SPECIFIC DUTIES & RESPONSIBILITIES
- The successful candidates will participate in ground-breaking research projects that need advanced software solutions requiring expertise in software engineering not commonly found in scientific collaborations.
- The projects will require development of state-of-the-art clinical NLP solutions using the latest deep learning libraries trained on state-of-the-art hardware in secure healthcare computing environments.
- Projects will involve analysis of massive data sets either in the cloud or on premises.
- Projects will require development of novel NLP software pipelines for processing of unstructured clinical notes.
- Some projects may require deep engagement, possibly leading to co-authorship on scientific publications, while others may involve a more casual consulting engagement.
- They may require software solutions developed from scratch or refactoring existing solutions to make them conform to industry standards (quality, efficiency, reusability, robustness, portability, documentation, etc.).
- It is a high-level goal of DSAI to translate the efforts for the individual projects into frameworks and template patterns for sustainable scientific infrastructure benefiting future projects.
SPECIAL KNOWLEDGE, SKILLS, AND ABILITIES
- Strong NLP, LLM, machine learning and deep learning skills.
- Practical experience building NLP models and pipelines in a secure, HIPPA compliant healthcare environment.
- Expert-level knowledge of multiple modern NLP and LLM libraries and models.
- Hands-on experience adapting and fine-tuning large language models for domain-specific clinical applications, with attention to data efficiency, interpretability, and reproducibility.
- Demonstrated expertise in prompt engineering, evaluation, and benchmarking of large language models, including applying responsible AI principles in clinical or sensitive-data contexts.

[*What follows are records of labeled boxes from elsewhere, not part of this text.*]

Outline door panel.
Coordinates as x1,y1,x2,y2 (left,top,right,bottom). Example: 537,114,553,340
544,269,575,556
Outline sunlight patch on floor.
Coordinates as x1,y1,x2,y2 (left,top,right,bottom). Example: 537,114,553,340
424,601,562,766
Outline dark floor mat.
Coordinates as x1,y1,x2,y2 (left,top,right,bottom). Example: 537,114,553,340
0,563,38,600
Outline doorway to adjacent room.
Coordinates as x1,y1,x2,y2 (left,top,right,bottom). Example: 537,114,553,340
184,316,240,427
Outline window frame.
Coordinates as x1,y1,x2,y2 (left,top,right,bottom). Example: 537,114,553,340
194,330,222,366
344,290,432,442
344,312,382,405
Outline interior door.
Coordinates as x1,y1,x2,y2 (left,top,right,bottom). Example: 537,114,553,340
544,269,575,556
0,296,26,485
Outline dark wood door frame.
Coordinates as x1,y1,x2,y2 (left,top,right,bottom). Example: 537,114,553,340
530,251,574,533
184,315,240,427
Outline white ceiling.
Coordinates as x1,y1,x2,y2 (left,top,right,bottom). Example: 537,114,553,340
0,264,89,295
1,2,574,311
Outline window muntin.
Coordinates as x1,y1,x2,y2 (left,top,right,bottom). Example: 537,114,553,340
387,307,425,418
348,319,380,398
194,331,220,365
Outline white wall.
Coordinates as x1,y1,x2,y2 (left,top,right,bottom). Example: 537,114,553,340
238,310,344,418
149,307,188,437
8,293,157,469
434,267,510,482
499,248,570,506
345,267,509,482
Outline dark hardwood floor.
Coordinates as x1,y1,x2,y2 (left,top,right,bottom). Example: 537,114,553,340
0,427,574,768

- Expert-level knowledge of the Python programming language.
- Familiarity with or willingness to learn C++ or other languages as may be needed.

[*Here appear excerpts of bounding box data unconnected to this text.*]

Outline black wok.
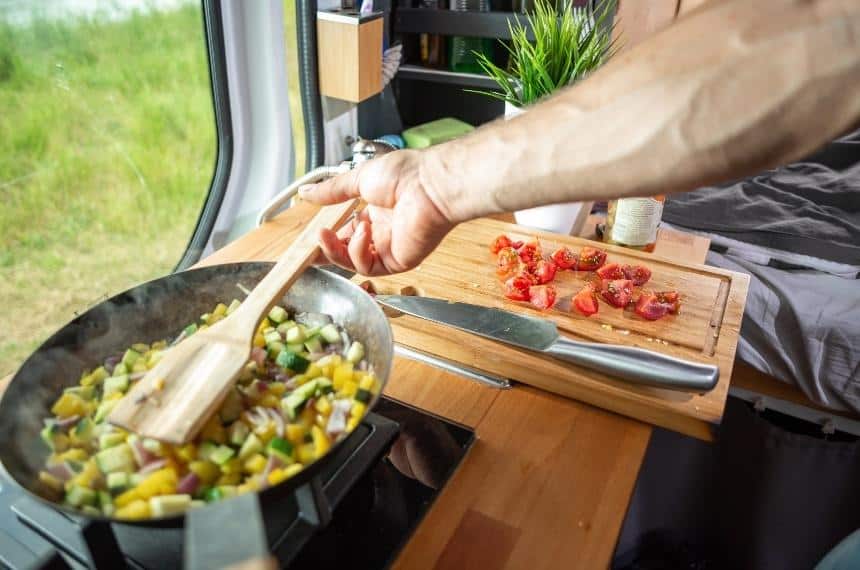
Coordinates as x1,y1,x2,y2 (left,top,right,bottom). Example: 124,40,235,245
0,263,393,564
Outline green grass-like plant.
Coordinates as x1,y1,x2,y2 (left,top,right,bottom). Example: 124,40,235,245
473,0,617,107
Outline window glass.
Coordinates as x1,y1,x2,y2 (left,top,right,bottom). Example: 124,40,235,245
0,0,217,376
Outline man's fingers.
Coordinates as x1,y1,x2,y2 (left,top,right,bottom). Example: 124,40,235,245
299,170,359,205
320,229,355,271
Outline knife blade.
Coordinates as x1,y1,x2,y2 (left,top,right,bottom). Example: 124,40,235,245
376,295,720,392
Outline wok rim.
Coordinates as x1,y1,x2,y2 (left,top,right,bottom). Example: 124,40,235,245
0,261,394,528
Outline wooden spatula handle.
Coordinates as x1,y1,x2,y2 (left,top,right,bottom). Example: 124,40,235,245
230,200,358,338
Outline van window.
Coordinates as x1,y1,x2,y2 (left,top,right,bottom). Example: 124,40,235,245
0,0,217,377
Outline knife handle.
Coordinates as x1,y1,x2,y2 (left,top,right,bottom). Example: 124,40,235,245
544,337,720,393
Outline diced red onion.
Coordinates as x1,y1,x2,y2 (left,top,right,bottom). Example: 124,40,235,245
138,459,167,475
251,346,266,366
46,461,75,481
131,439,157,467
176,473,200,495
55,416,81,429
266,408,287,437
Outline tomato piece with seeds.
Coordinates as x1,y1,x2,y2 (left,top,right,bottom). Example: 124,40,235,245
571,283,598,317
620,265,651,286
552,247,578,269
597,263,628,281
576,246,606,271
600,279,633,309
534,259,557,285
529,285,557,311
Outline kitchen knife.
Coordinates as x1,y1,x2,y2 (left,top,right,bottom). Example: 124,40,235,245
376,295,720,392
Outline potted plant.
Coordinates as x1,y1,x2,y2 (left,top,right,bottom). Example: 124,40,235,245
475,0,616,234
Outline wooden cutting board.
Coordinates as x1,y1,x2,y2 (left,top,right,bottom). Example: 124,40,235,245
354,219,749,440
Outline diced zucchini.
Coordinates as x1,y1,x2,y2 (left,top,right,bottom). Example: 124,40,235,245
93,400,119,423
266,437,293,465
149,495,191,517
355,388,373,404
103,374,128,398
305,335,323,352
275,350,311,374
66,485,96,507
346,340,364,364
287,325,306,344
218,390,242,423
281,379,319,420
96,443,135,473
239,433,263,459
320,323,340,344
107,471,131,495
227,421,251,447
122,347,142,368
269,305,289,323
209,445,236,465
99,432,126,449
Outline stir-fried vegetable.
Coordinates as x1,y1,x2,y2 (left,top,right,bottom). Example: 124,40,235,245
39,300,380,519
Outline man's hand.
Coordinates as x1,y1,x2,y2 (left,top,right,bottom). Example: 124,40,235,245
299,150,455,275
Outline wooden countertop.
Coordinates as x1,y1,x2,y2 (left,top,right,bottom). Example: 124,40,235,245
0,205,712,570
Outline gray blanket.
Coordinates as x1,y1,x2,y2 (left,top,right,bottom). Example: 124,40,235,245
664,131,860,413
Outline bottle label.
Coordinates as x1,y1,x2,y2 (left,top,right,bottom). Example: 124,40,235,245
612,198,663,246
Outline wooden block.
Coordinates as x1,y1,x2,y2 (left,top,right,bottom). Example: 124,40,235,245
317,11,384,103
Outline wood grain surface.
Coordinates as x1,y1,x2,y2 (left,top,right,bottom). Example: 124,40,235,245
354,219,749,439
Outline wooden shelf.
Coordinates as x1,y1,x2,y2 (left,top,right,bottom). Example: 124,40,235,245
397,64,498,89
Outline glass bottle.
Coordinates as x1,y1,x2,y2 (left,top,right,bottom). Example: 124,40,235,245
603,194,666,252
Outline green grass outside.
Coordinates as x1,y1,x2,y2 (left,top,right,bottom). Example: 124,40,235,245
0,4,216,376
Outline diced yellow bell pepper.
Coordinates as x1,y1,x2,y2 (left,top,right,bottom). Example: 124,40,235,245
358,374,377,394
188,461,221,485
51,392,89,418
215,473,242,487
114,493,151,520
298,443,317,464
332,362,352,390
242,453,267,475
349,401,367,419
314,397,331,416
114,467,178,509
311,426,331,457
254,422,275,443
221,457,242,475
286,424,307,445
259,390,281,409
174,443,197,463
338,380,358,398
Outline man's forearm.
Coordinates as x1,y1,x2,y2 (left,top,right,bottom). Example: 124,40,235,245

- Familiarity with software containerization technologies such as Docker and Singularity.
- Familiarity with the Databricks platform.

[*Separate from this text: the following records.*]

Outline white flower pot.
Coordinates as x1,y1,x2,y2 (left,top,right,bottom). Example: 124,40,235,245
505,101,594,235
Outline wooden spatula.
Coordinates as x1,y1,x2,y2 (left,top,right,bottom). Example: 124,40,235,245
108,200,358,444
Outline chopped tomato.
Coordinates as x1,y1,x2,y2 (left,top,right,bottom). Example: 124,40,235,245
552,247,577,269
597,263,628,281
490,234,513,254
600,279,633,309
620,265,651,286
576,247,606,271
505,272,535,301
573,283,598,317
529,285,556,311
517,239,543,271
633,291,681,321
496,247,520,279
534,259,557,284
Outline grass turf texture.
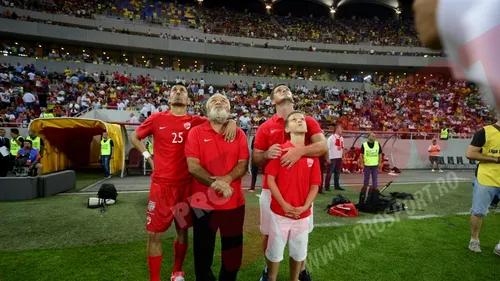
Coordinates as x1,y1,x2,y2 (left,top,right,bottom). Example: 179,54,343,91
0,180,500,281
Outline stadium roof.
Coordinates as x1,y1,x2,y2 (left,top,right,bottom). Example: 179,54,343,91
272,0,399,9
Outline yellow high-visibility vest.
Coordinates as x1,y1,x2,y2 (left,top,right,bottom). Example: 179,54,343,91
10,136,21,156
101,139,111,156
26,136,41,150
441,128,448,139
477,125,500,188
363,141,380,166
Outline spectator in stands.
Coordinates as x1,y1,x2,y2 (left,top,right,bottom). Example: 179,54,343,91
101,132,114,178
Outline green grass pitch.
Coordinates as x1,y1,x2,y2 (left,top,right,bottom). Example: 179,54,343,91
0,176,500,281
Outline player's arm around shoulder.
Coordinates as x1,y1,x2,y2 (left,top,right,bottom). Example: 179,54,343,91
265,159,295,217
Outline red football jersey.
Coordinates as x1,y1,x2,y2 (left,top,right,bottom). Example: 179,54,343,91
186,122,250,210
254,114,323,189
266,141,321,219
136,111,208,184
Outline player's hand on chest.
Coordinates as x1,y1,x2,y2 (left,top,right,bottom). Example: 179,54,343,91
159,125,189,144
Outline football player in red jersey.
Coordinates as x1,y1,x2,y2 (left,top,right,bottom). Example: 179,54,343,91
130,84,236,281
252,85,328,281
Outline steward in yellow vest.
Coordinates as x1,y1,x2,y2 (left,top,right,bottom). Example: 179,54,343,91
467,121,500,188
101,132,114,178
10,129,24,156
466,121,500,255
359,133,382,188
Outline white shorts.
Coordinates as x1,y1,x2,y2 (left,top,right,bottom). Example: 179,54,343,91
266,215,310,262
259,189,314,235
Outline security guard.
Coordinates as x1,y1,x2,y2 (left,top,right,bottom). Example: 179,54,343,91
101,132,114,178
359,133,382,189
0,128,12,177
466,116,500,256
10,129,24,155
440,127,450,140
26,130,44,157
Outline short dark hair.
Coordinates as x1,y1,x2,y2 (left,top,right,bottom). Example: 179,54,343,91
285,110,306,128
172,83,187,88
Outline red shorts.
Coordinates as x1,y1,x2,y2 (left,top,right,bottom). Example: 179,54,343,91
146,181,193,232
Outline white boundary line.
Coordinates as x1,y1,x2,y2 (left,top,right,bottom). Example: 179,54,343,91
314,209,488,228
57,190,149,195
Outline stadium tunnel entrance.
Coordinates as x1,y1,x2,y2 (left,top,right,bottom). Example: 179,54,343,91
29,118,125,174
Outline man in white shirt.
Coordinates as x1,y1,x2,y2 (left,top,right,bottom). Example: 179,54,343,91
325,124,344,191
23,92,36,109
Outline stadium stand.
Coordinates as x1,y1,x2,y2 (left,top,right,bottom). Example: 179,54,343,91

- Fluency in the Linux operating system and related tools.
- Familiarity with modern software engineering best practices, such as Git source control, peer code review, test-driven development, build automation and continuous integration / continuous delivery.
- Familiarity with cloud development and deployment.
- Demonstrated leadership and self-direction.
- Willingness to teach others both informally and in short course format.
- Willingness to continually learn new tools and techniques as needed.
- Excellent verbal and written communication.
MINIMUM QUALIFICATIONS
- Masters in a quantitative discipline such as computer science, engineering, physics or bioinformatics, with strong scientific computing and/or mathematics background.
- Three years experience working in software development in large clinical NLP projects in industry or academia.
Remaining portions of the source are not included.